For Course on Legislative Ethics and Codes of Conduct
Unit 1
Question 1. Ethics reforms were originally adopted:
- By the public sector;
- By the NGOs;
- By the companies operating in countries where the labor market is regulated;
- By the companies operating in countries in which the labor market is unregulated.
Question 2. Ethics reforms were introduced because:
- Workers were always on strike and companies were often under-performing;
- Trade unions were always antagonizing management;
- Governments forced companies to do so;
- Companies thought that this was the best way to protect their reputation and preserve their competitiveness on the global markets.
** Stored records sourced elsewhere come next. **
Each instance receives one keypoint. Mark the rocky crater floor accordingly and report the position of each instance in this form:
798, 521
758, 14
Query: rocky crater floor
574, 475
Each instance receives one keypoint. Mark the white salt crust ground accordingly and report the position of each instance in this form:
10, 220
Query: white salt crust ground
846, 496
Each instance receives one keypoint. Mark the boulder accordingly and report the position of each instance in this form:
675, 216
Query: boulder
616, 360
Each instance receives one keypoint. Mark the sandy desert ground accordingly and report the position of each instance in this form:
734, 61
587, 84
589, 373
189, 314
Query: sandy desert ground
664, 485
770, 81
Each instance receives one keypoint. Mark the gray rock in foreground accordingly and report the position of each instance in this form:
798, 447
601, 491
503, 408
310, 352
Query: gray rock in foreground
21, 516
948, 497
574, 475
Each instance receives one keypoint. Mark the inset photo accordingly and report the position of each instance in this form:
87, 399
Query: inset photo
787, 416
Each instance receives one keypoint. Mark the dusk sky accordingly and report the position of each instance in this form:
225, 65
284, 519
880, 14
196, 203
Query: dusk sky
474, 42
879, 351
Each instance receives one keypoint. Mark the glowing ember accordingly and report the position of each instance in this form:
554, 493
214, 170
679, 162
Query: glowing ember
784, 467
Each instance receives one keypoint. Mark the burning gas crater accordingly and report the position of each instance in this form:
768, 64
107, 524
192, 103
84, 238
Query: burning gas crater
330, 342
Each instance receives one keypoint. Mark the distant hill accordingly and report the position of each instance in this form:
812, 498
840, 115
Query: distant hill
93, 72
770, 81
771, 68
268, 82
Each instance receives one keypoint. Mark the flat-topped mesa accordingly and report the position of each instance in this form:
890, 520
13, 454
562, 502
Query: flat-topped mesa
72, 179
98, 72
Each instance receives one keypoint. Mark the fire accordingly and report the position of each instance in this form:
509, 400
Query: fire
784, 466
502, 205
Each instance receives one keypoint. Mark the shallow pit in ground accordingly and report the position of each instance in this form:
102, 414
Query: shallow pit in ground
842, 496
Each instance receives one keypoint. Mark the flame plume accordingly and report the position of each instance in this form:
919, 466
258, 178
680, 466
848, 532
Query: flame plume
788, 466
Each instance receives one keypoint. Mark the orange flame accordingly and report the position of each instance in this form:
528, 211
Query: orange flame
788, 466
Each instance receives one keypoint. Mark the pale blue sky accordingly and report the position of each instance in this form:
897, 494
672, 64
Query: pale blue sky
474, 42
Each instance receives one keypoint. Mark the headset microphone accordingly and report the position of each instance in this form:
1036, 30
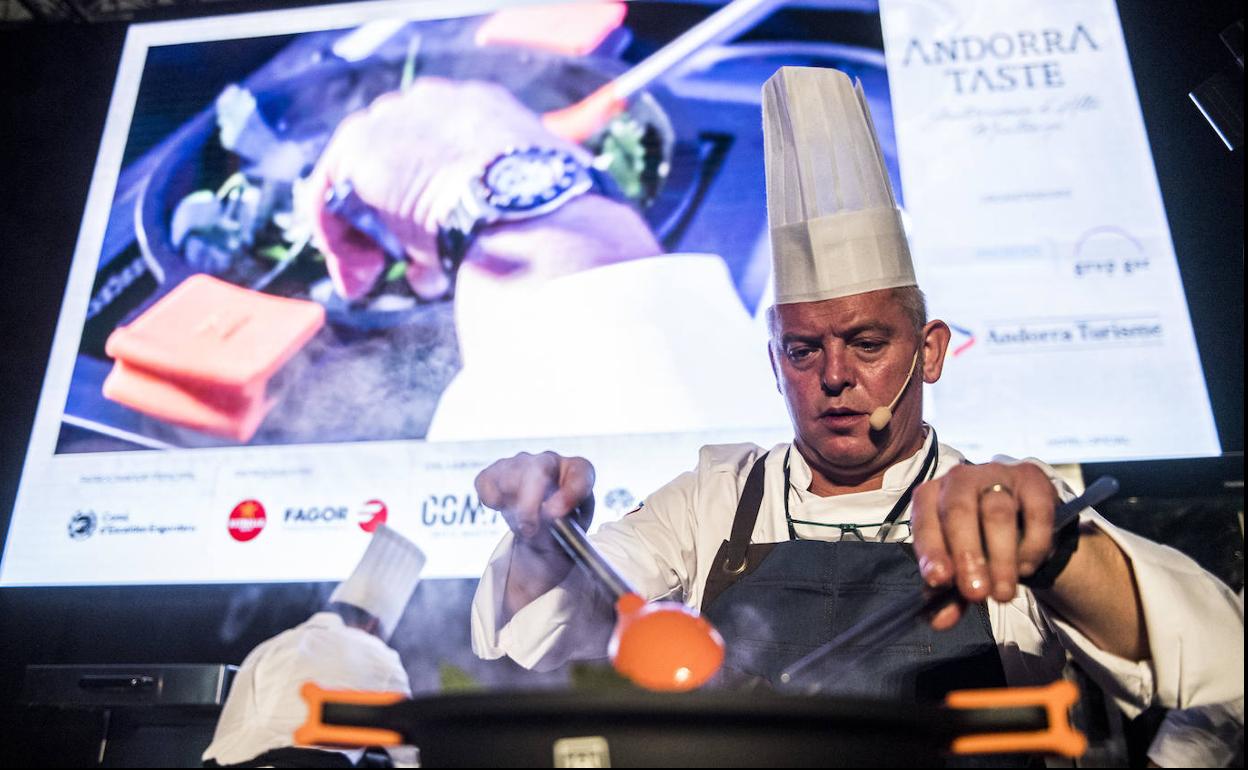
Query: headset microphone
881, 416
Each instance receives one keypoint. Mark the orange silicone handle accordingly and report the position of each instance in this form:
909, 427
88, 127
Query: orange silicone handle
1060, 738
316, 733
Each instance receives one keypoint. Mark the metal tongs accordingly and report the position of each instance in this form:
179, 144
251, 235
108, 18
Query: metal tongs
884, 624
659, 645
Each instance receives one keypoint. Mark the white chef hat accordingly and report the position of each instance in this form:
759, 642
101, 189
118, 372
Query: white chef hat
835, 226
383, 579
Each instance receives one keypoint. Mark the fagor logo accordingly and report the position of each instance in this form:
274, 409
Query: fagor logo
372, 514
247, 521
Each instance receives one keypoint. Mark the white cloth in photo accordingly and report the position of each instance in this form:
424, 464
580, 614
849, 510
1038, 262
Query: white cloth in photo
665, 548
265, 708
660, 345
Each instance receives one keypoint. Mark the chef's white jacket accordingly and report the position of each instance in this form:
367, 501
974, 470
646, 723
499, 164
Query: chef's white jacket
263, 708
665, 549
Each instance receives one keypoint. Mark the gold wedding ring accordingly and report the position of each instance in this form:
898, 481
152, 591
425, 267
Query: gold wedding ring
997, 487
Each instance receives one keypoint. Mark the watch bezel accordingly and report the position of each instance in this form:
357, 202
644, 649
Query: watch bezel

Question 3. The establishment of ethics regimes requires:
- Lowering the costs of labor to preserve companies’ competitiveness on the markets;
- Governments’ support in the form of state subsidies for the unemployed and the underemployed;
- Monitoring agencies that certify whether companies the standards that they had set for themselves;
- Monitoring agencies that establish the standards by which companies should be evaluated.
Unit 3
Question 1. The public sector became sensitive to ethics concerns because:
- The economy had gone global;
- The public sector wants to be as efficient as private sector;
- Government officials are naturally inclined to increase bureaucratic rules and regulations;
- The public’s trust in the government had dramatically declined.